I. A NATION'S HUMILIATION IS PERMITTED BY DIVINE PROVIDENCE. God raiseth up one, and setteth down another. It is a foolish and superficial view of political affairs which they take who attribute the rise and fall of nations to chance and accident. The Lord reigneth. There is wisdom and righteousness in his government of the world.
II. NATIONAL HUMILIATION SHOULD BE REGARDED AS A PROBATION AND A DISCIPLINE FOR BRIGHTER DAYS. They who see the hand of God in what happens to them will not be slow to believe that there is a purpose in human experience, and that this principle applies to communities as well as to individuals. There are lessons to be learnt in adversity which prosperity cannot teach. Schooled in the "waste, howling wilderness," Israel was made strong to enter and to possess the land of promise.
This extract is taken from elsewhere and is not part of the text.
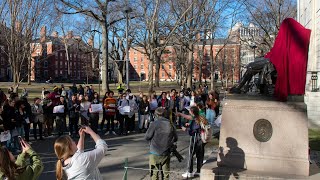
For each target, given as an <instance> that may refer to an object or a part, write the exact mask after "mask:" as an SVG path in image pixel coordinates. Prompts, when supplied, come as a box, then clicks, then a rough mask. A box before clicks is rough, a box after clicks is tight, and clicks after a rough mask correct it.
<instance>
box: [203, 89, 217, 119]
mask: <svg viewBox="0 0 320 180" xmlns="http://www.w3.org/2000/svg"><path fill="white" fill-rule="evenodd" d="M216 103H217V100H216V99H215V98H214V92H210V93H209V97H208V99H207V101H206V107H207V110H206V119H208V121H209V124H210V125H212V124H213V122H214V120H215V117H216V112H215V108H216V106H217V104H216Z"/></svg>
The same principle has operated in the history of our own and of ether nations.
III. THE RELATIVE PROSPERITY WHICH IS POSSIBLE EVEN IN HUMILIATION MAY BE CHECKED AND DESTROYED BY SELFISHNESS AND TREACHERY. It was the policy of the remnant patiently to wait for better times; and it was their duty to observe the covenant into which they had entered with Babylon. The discontented vine which sought other patronage was to be plucked up and to wither. Increase of prosperity should not be sought by unlawful and forbidden means.
IV. SUBMISSION AND PATIENT IMPROVEMENT OF ADVANTAGES MAY BE THE MEANS OF NATIONAL GOOD. The subject sons of Abraham might not be eminent and majestic as the cedar of Lebanon. But they might he as the fruitful vine, planted in a well placed and well guarded vineyard, which bears abundance of fruit, and does not enjoy its advantages and opportunities in vain.—T.